Jojo I'll check your link too when I'm enjoying my wine later ..... Research always needs a glass of wine lol x


----------



## Tinman (Apr 23, 2013)

wilfiboy said:


> Shall we try and convert her Tess ???? .... Check the raw feeders thread I've just posted, it's just mentioning a couple of suppliers, but maybe worth looking at ??


I,m on to it - is there a minimum age when they can go on raw diet?


----------



## Janev1000 (Oct 4, 2011)

Hi Tracey

I know what you mean about the raw diet. I wish it had been as easy as throwing out some chicken wings but fussy Miss Honey wouldn't eat them like that. I had to cleaver all the meat into bite-sized pieces, which proved too much in the end - 3 boys, 2 dogs, etc, etc.

I use Canagan for treats and think it's great. The price varies greatly though between the flavours with the game one being quite expensive if it were their main diet. Symply and Canagan are made by the same people.

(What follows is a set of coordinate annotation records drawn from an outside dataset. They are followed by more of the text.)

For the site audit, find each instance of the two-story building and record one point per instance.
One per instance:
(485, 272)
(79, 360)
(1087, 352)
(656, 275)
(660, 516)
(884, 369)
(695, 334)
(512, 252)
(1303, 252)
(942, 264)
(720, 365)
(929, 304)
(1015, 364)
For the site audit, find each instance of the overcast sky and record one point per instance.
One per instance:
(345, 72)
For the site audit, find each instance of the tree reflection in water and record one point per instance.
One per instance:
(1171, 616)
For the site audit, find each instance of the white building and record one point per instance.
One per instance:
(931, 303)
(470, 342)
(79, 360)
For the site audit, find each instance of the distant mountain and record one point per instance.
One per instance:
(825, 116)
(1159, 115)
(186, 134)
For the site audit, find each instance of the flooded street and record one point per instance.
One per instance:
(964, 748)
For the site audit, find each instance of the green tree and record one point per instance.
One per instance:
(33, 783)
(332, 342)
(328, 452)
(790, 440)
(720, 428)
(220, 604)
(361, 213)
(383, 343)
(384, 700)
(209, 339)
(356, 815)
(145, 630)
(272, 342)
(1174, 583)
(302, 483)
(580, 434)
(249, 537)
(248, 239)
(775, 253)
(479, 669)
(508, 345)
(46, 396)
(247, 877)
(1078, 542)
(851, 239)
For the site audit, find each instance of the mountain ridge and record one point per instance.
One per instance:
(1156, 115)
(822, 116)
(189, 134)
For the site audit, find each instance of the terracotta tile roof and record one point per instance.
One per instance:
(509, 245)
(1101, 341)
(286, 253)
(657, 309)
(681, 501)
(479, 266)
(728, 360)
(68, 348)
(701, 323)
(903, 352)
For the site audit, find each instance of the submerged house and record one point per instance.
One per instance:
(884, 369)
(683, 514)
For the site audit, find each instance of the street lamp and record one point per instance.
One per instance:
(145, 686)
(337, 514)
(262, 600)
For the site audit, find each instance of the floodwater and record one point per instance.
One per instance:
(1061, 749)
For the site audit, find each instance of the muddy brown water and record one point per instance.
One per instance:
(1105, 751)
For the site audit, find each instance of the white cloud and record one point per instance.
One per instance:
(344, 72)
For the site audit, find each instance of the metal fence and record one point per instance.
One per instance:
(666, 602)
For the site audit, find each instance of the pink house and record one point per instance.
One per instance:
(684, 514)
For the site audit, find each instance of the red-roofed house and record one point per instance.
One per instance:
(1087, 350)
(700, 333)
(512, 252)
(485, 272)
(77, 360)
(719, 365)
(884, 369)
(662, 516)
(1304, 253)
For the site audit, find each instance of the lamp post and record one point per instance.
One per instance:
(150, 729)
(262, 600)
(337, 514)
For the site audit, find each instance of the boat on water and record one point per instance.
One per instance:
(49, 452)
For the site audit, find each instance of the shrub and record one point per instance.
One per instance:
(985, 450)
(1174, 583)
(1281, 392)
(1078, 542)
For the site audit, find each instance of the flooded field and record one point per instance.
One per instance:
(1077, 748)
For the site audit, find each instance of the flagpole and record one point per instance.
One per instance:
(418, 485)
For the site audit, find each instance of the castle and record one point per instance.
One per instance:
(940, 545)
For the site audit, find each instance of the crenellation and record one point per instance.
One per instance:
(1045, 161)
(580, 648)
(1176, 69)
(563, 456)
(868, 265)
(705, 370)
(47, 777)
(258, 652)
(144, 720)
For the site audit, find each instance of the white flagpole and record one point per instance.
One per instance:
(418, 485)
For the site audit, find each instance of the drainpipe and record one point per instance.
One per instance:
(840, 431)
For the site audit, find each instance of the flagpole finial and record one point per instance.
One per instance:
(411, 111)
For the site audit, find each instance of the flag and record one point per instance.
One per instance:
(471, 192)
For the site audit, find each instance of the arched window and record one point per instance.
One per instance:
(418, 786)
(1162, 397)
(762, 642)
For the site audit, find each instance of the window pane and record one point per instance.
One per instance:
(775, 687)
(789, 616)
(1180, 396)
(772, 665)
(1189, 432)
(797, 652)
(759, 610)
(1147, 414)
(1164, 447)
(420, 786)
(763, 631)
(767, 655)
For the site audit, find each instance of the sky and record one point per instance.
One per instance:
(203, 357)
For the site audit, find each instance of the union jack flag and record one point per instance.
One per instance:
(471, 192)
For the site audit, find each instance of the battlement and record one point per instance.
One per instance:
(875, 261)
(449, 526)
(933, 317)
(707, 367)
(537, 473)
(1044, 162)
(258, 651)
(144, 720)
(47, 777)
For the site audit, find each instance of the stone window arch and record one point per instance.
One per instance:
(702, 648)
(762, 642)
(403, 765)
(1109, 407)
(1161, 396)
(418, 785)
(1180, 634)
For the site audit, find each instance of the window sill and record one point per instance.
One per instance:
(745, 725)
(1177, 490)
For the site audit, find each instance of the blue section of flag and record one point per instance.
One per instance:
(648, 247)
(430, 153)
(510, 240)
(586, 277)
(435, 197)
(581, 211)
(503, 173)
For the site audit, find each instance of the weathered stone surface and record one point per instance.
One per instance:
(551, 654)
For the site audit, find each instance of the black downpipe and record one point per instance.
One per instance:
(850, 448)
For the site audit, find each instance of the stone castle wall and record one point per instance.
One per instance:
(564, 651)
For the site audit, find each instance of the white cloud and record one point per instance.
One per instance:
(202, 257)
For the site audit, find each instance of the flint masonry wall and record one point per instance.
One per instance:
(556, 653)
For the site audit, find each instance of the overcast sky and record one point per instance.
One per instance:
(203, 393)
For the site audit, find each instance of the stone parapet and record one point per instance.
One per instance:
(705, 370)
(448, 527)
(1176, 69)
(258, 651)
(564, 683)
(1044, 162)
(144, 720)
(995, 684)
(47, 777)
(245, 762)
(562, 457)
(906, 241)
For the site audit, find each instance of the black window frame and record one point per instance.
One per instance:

I now feed both mine Eden (available online) as this has been given the highest rating so far and both mine seem great on it. x


----------



## wilfiboy (Sep 18, 2010)

You can wean a pup straight from its mum onto raw, you don't have to give veg. There are two trains of thought. I suppose the feeding requirements of a pup changes as it grows wether it's raw or kibble, re amounts. x


----------



## Cat 53 (Aug 26, 2012)

I have just switched my mini Schnauzer to Autarky and its brilliant, so can thoroughly reccomend that. Re raw...have you thought of feeding tripe. It's a whole food for dogs and Max loves it. We buy a 2 kg pack for 80p. Lasts him 2 days = 4 meals. It gives him all he needs. We do give both dogs, apples, bananas, carrots, cooked veg left overs etc. but all dogs need a treat.


----------